Now on _this_ variation, iCab behaves as the other browsers (ie
on table width set)

> [...]
> > iCab stands alone on my machine in this respect. It shows
> > scrollbars in response to the code of the url above as described.
>
> None of this is really specified in much detail, but CSS 2.1 has a
> "non-normative" section (17.5.2) on automatic table layout which says:
>
> 2. For each column, determine a maximum and minimum column width
> from the cells that span only that column. The minimum is that
> required by the cell with the largest minimum cell width (or the
> column 'width', whichever is larger). The maximum is that
> ^^^^^^^^^^^^^^^^^^^^^^^^^^^^^^^^^^^
> required by the cell with the largest maximum cell width (or the
> column 'width', whichever is larger).
>
> The bit I've "underlined" justifies what iCab is doing, but it's not
> what anyone else does.

Now that is interesting.
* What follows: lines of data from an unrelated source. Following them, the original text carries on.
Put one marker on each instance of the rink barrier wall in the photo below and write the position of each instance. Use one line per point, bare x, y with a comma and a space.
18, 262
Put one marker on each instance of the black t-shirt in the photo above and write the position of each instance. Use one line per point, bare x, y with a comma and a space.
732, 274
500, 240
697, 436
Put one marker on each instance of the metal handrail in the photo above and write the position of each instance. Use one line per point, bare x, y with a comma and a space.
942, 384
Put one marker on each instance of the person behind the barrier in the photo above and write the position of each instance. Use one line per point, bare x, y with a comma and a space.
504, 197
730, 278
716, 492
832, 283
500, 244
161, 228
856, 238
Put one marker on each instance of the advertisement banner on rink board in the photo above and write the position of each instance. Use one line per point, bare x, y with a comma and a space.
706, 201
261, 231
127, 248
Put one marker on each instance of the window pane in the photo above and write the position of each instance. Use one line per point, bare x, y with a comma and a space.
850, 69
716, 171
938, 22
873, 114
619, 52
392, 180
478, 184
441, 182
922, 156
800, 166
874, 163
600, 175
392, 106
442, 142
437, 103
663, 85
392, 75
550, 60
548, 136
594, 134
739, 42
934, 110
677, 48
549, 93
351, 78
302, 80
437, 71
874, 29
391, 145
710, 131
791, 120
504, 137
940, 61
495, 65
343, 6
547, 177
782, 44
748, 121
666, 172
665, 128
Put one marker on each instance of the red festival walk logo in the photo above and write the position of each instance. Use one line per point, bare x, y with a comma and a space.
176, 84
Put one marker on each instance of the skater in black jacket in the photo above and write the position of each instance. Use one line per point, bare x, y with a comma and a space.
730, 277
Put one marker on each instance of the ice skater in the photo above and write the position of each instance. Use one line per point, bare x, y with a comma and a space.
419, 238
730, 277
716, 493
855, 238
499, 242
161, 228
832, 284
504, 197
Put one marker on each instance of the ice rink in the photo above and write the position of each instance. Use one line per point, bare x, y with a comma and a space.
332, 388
If it is non-normative, it sounds like
iCab is the strictly correct one... But anyway, these are the
realities. I still don't know or can't remember how IE behaves in
all of this. To tell you the truth, I dislike setting widths to
table cells or even tables. I prefer to let the table work its
magic on the content and it mostly does an excellent natural job.
So I don't store up knowledge about all this width stuff.